The incidence of melanoma of the skin, the most commonly fatal form of skin cancer, is increasing faster than any other potentially preventable cancer in the United States [1]. Five-year survival rates for people with melanoma depend upon the stage of the disease at the time of diagnosis. Survival rates decline steadily as the tumor thickness and disease stage increase. (See "Risk factors for the development of melanoma", section on 'Epidemiology' and "Tumor node metastasis (TNM) staging system and other prognostic factors in cutaneous melanoma", section on 'Prognostic factors affecting staging'.)

Screening for melanoma refers to the routine examination of asymptomatic individuals to identify suspicious lesions that then require further evaluation to establish a diagnosis. The medical literature regarding melanoma screening is complicated by differing types of screening, who is performing the screening, differing target populations, and variations in components of services considered to be "screening." Screening can be directed at all individuals (eg, population-based screening) or targeted to those with specific risk factors. Some studies and discussions of "screening" for melanoma have also included forms of early diagnosis (examination of patients with some concern about a skin lesion) and have incorporated patient education programs in addition to screening [2].

This topic will focus primarily on screening in the context of a clinical examination by a primary care clinician.
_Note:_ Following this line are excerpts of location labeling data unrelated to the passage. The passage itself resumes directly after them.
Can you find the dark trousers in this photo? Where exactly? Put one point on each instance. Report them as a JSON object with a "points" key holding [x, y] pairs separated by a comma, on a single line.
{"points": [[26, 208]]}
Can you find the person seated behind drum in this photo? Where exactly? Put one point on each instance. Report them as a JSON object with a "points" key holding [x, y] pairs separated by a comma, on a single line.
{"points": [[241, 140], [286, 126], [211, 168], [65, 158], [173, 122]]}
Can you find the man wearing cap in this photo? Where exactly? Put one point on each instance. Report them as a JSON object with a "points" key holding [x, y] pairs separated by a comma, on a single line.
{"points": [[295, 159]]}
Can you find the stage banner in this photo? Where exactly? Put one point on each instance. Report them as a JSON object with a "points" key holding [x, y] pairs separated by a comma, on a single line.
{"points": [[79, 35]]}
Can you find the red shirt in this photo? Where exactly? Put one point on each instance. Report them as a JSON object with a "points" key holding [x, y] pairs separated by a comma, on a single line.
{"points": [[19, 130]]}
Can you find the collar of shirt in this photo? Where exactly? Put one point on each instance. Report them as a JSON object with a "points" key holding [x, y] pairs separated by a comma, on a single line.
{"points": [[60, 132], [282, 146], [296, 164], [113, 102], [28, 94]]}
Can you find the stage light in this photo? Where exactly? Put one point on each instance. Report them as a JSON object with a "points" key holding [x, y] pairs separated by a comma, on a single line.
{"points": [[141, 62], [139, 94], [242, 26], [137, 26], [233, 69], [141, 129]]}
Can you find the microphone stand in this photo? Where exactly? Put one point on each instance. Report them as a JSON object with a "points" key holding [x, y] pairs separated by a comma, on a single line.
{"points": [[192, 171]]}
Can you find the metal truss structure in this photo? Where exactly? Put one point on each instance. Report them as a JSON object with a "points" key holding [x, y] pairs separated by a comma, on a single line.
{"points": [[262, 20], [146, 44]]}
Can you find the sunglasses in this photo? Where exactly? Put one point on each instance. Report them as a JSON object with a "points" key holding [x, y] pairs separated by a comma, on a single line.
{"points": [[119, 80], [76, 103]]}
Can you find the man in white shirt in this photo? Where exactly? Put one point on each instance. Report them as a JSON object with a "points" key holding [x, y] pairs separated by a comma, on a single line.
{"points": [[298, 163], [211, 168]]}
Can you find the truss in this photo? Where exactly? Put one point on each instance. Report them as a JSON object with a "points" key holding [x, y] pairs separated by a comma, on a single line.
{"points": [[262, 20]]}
The topic will review the rationale for screening by skin examination, evidence related to the effectiveness of screening, and recommendations by expert groups. Clinical features of melanoma, risk factors for melanoma, and staging are discussed separately. (See "Clinical features and diagnosis of cutaneous melanoma" and "Risk factors for the development of melanoma" and "Tumor node metastasis (TNM) staging system and other prognostic factors in cutaneous melanoma" and "Inherited susceptibility to melanoma".)

Although the focus of this discussion is on melanoma, skin examination can also detect basal cell and squamous cell carcinomas that require excision, although their prognosis is more favorable than melanoma. (See "Treatment and prognosis of basal cell carcinoma at low risk of recurrence" and "Treatment and prognosis of cutaneous squamous cell carcinoma".)


The incidence of melanoma continues to rise in the United States, similar to trends found throughout most of the world [3]. The estimated age-standardized incidence rates of melanoma in men and women worldwide increased from 2.3 and 2.2/100,000 people, respectively, in 1990 to 21.6/100,000 people in 2012 [4,5]. (See "Risk factors for the development of melanoma", section on 'Incidence'.)